Import the Sample Project in Analytics Cloud

You can import the sample project downloaded from the Settings page in Oracle IoT Production Monitoring Cloud Service into Analytics Cloud.

  1. If not done already, download the Analytics Cloud project file from the Integrations page of Oracle IoT Production Monitoring Cloud Service.
    Under Download OAC Project, click Download. See Enable and Configure the Oracle Analytics Cloud Integration for more information.
  2. In Oracle Analytics Cloud, click Page Menu in the Projects page.
  3. Click Import.
  4. Select the .dva file that you downloaded from Oracle IoT Production Monitoring Cloud Service, and click Import.
    A confirmation message appears.
  5. Double click the imported project on the Projects page to open it.

    You can next inspect the various data sets, calculations, data diagrams, and visualizations included in the project.

    For more details on working in Oracle Analytics Cloud, refer to the Analytics Cloud Documentation.
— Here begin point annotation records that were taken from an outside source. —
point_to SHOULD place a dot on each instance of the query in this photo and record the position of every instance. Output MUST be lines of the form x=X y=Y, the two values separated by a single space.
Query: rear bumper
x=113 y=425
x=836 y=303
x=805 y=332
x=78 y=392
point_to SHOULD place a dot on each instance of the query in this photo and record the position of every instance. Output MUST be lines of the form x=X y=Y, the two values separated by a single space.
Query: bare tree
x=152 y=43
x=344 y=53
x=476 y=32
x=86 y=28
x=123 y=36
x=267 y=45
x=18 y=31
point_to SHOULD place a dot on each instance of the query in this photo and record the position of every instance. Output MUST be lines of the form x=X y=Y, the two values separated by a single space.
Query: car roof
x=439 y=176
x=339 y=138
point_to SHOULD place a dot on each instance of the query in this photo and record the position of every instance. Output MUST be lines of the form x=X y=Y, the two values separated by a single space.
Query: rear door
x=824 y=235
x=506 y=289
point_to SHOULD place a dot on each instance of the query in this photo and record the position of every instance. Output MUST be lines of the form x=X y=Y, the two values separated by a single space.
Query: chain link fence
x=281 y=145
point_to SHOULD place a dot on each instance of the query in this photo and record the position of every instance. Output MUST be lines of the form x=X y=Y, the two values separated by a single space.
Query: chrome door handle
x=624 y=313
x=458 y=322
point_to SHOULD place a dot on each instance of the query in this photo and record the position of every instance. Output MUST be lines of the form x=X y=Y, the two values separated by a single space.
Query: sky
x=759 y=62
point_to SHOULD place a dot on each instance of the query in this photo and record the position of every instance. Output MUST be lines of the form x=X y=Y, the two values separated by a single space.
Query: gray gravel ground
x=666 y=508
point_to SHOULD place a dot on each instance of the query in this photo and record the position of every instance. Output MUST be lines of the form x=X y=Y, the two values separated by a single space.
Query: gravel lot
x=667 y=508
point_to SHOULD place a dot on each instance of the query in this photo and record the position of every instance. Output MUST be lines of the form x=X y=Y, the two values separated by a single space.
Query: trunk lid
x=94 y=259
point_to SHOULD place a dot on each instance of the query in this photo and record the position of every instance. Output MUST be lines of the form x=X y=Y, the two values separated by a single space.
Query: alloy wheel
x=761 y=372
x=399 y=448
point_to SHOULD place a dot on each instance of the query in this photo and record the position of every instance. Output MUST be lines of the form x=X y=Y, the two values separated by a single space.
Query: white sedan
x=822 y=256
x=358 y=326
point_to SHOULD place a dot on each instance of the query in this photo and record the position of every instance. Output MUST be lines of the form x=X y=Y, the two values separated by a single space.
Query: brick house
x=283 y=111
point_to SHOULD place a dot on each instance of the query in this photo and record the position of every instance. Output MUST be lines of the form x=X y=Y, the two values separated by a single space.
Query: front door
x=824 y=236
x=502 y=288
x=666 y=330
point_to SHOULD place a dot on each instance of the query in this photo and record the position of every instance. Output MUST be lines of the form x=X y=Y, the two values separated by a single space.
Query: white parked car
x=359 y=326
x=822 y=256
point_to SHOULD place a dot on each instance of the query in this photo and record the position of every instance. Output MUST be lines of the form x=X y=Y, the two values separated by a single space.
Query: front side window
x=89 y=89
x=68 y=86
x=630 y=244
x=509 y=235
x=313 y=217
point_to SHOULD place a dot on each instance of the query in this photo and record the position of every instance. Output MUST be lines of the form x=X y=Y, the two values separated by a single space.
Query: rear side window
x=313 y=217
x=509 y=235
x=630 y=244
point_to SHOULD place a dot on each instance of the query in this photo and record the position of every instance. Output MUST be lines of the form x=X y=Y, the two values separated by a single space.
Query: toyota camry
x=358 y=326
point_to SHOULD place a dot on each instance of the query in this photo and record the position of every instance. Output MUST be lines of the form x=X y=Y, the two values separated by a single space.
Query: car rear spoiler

Create a New Project in Analytics Cloud Using IoT Data

After you have enabled Analytics Cloud integration in Oracle IoT Production Monitoring Cloud Service, you can use the synchronized factory, machine, and metric data sets to perform data analyses and create dashboards in Analytics Cloud.

  1. From the Oracle Analytics Cloud home page, click Create and choose Project.

    You can also choose to click Create from the Project page.

    The Add Data Set Dialog appears.

  2. Choose one or more data sets synchronized from Oracle IoT Production Monitoring Cloud Service.

    The following data sets are available from Production Monitoring:

    • IoTPMFactories: Contains IoT factory data from your Oracle IoT Production Monitoring Cloud Service instance.

    • IoTPMMachines: Contains IoT machine data from your Oracle IoT Production Monitoring Cloud Service instance.

    • IoTPMFactoryMetrics: Contains IoT factory metrics data from your Oracle IoT Production Monitoring Cloud Service instance.

    • IoTPMMachineMetrics: Contains IoT machine metrics data from your Oracle IoT Production Monitoring Cloud Service instance.

  3. Prepare your data and use the data to create visualizations and narrations.


    Project Visulization Window

    You can create calculated columns in your data set tables. You can also create joins between two or more data set tables in Oracle Analytics Cloud to create visualizations on related data.

    Refer to Oracle Analytics Cloud documentation for detailed information on Visualizing Data and Building Reports in Oracle Analytics Cloud.